Mancosu nel finale riacciuffa il Venezia, al Penzo finisce 2 a 2

L’Entella nel finale trova un pareggio tanto sofferto quanto meritato. I biancocelesti ai punti avrebbero sicuramente meritato di più, ma per come si era messa la partita, il gol di Mancosu rischia di avere un peso specifico enorme per la stagione dei chiavaresi. 

Boscaglia dopo le tre giornate di squalifica ritrova Andrea Schenetti e schiera il solito 4-3-1-2 con Paolucci, Mazzitelli e Settembrini a centrocampo, Giuseppe De Luca e Morra in attacco. 

L’avvio e shock, il Venezia parte forte e dopo pochissimi minuti trova un calcio di rigore per un fallo dell’ex Coppolaro su Longo. Dal dischetto va proprio l’ex giocatore della primavera dell’Inter che spiazza Contini e porta in vantaggio i suoi. La reazione dell’Entella non si fa attendere, Settembrini taglia l’area di rigore con un cross bellissimo, la sfera termina sulla testa di De Luca, ma il colpo di testa della zanzara non è definitivo e Lezzerini riesce a respingere.
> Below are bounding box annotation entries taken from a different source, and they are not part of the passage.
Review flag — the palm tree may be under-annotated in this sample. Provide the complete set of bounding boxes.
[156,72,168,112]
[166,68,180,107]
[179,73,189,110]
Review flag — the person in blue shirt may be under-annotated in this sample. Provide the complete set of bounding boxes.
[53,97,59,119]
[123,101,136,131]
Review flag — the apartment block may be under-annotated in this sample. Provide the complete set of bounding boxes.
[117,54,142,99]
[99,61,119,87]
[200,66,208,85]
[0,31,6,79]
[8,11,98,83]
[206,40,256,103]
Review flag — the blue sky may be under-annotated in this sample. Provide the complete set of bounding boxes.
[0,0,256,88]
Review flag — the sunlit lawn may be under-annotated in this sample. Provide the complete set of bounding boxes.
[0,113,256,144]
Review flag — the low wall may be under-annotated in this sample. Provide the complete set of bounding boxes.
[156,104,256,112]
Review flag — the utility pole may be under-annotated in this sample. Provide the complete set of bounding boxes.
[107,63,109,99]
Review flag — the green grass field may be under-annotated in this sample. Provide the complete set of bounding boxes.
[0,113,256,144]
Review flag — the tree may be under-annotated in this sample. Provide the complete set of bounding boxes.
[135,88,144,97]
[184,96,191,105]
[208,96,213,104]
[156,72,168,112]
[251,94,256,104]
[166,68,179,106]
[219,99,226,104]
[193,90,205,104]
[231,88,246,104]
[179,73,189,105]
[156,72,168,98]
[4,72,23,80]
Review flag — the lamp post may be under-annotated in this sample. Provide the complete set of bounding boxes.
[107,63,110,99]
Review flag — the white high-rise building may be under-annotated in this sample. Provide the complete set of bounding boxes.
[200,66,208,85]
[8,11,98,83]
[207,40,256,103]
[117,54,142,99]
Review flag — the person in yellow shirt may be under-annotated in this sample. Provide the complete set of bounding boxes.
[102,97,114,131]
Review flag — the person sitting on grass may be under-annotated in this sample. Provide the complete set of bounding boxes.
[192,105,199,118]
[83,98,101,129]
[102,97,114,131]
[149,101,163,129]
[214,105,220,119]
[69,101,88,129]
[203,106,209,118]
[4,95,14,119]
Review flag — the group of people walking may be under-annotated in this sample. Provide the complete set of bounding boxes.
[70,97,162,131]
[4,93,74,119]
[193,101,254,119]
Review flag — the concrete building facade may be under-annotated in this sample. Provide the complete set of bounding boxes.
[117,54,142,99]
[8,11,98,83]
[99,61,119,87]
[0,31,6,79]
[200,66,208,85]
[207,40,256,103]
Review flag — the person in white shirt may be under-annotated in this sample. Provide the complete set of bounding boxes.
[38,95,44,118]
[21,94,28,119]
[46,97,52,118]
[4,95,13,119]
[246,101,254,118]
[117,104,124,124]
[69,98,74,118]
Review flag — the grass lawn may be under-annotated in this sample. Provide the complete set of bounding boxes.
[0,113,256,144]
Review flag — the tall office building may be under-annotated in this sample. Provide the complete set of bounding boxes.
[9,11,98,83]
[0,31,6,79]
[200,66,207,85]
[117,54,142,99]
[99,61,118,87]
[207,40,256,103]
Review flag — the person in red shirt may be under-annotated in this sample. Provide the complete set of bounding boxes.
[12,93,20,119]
Alla mezz’ora Morra mette al centro un cioccolatino per De Luca, Modolo anticipa in maniera irregolare il numero 7 dell’Entella e l’arbitro concede il secondo rigore di giornata. 

Dal dischetto De Luca è glaciale. 1 a 1 e nono gol in campionato per la zanzara a soli due reti dal record personale in serie B. Nel finale i biancocelesti sfiorano il vantaggio con Morra: l’attaccante è bravissimo a prendere la posizione su Cremonesi, ma calcia alto a tu per tu con Lezzerini. 

Nella ripresa l’Entella parte fortissimo, Mazzitelli serve in velocità De Luca che crossa di prima verso Morra, Modolo si supera e riesce ad anticipare all’ultimo istante l’attaccante biancoceleste. L’Entella continua ad attaccare e poco dopo ancora De Luca serve sul secondo palo Schenetti, il trequartista vede Mazzitelli che da ottima posizione non inquadra la porta. Il Venezia sembra alle corde e Schenetti sfiora la rete al termine di un’azione personale, ma anche in questo caso la sfera termina fuori di nulla. 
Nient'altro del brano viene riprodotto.